Thursday, December 18, 2008

Skimming Milk

Sean Penn wants to recruit us in Gus Van Sant's Milk.

It's hard for a gay man like me to criticize Milk, because in so many ways it's precisely the movie gay folks have always wanted Hollywood to produce: a major release, with a major star, about a gay hero who is celebrated (if not actually hagio-grified). Gay life is portrayed with basic honesty - genital warts and all - and what's more, all this has been done in the middle of a political controversy (around Prop. 8) that actually mirrors one of the central controversies of the film (around Prop. 6). There's even a straight hunk (James Franco) wandering around wearing a porn-star moustache and sometimes not much more.

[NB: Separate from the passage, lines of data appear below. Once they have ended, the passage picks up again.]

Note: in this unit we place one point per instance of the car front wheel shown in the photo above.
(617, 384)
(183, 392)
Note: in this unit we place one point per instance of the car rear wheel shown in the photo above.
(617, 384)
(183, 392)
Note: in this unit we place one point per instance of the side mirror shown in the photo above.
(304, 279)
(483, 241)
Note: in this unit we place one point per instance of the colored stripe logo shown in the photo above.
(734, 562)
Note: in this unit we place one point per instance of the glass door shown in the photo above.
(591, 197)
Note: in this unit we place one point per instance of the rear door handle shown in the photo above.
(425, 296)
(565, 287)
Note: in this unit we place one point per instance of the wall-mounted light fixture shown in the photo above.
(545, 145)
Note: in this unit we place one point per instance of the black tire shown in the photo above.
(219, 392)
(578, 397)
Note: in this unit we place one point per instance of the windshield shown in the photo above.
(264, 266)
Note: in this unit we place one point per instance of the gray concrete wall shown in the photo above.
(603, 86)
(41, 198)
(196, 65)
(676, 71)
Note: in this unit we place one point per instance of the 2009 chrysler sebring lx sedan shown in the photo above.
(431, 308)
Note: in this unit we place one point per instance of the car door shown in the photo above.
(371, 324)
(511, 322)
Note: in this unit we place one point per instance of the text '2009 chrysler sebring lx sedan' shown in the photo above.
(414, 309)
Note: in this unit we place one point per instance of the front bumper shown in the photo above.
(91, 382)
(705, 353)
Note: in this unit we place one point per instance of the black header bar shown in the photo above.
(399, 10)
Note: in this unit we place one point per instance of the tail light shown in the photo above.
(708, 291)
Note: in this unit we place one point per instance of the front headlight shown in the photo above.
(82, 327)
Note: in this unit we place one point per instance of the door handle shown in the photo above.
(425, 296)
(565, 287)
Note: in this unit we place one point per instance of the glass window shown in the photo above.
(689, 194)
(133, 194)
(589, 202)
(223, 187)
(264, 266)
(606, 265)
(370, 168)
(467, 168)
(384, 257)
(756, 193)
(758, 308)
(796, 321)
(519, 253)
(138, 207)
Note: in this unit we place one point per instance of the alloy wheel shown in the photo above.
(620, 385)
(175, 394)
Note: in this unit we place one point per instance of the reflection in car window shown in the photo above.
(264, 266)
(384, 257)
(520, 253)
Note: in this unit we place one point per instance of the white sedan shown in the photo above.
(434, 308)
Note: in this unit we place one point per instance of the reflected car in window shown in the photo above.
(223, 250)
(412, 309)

But I'm afraid I'm going to try to criticize Milk anyway. After all, isn't that the final step forward, when we can treat pro-gay material just as we treat everything else (and no, I don't mean "critique" in the transparently homophobic manner of say, Gene Siskel)? And the truth is that Milk is - well - sometimes rather thin milk, especially given the evident richness, both emotional and dramatic, of the life it sets before us.

In purely political terms, however, Milk could hardly be more fortified - tellingly, it even toes a line between drama and documentary. Director Gus Van Sant opens his movie with grainy film from the 60's of gay men being rounded up and arrested for the simple crime of being who they were - a mute testament to the progress gay people have already seen in this country. And the director, who often tends to noodle around like an art school grad student, continues to play with film stocks and archival footage to keep that conceptual boundary blurry. He even closes the film with a scene from the excellent documentary The Times of Harvey Milk (and, if memory serves, borrows its framing device, too).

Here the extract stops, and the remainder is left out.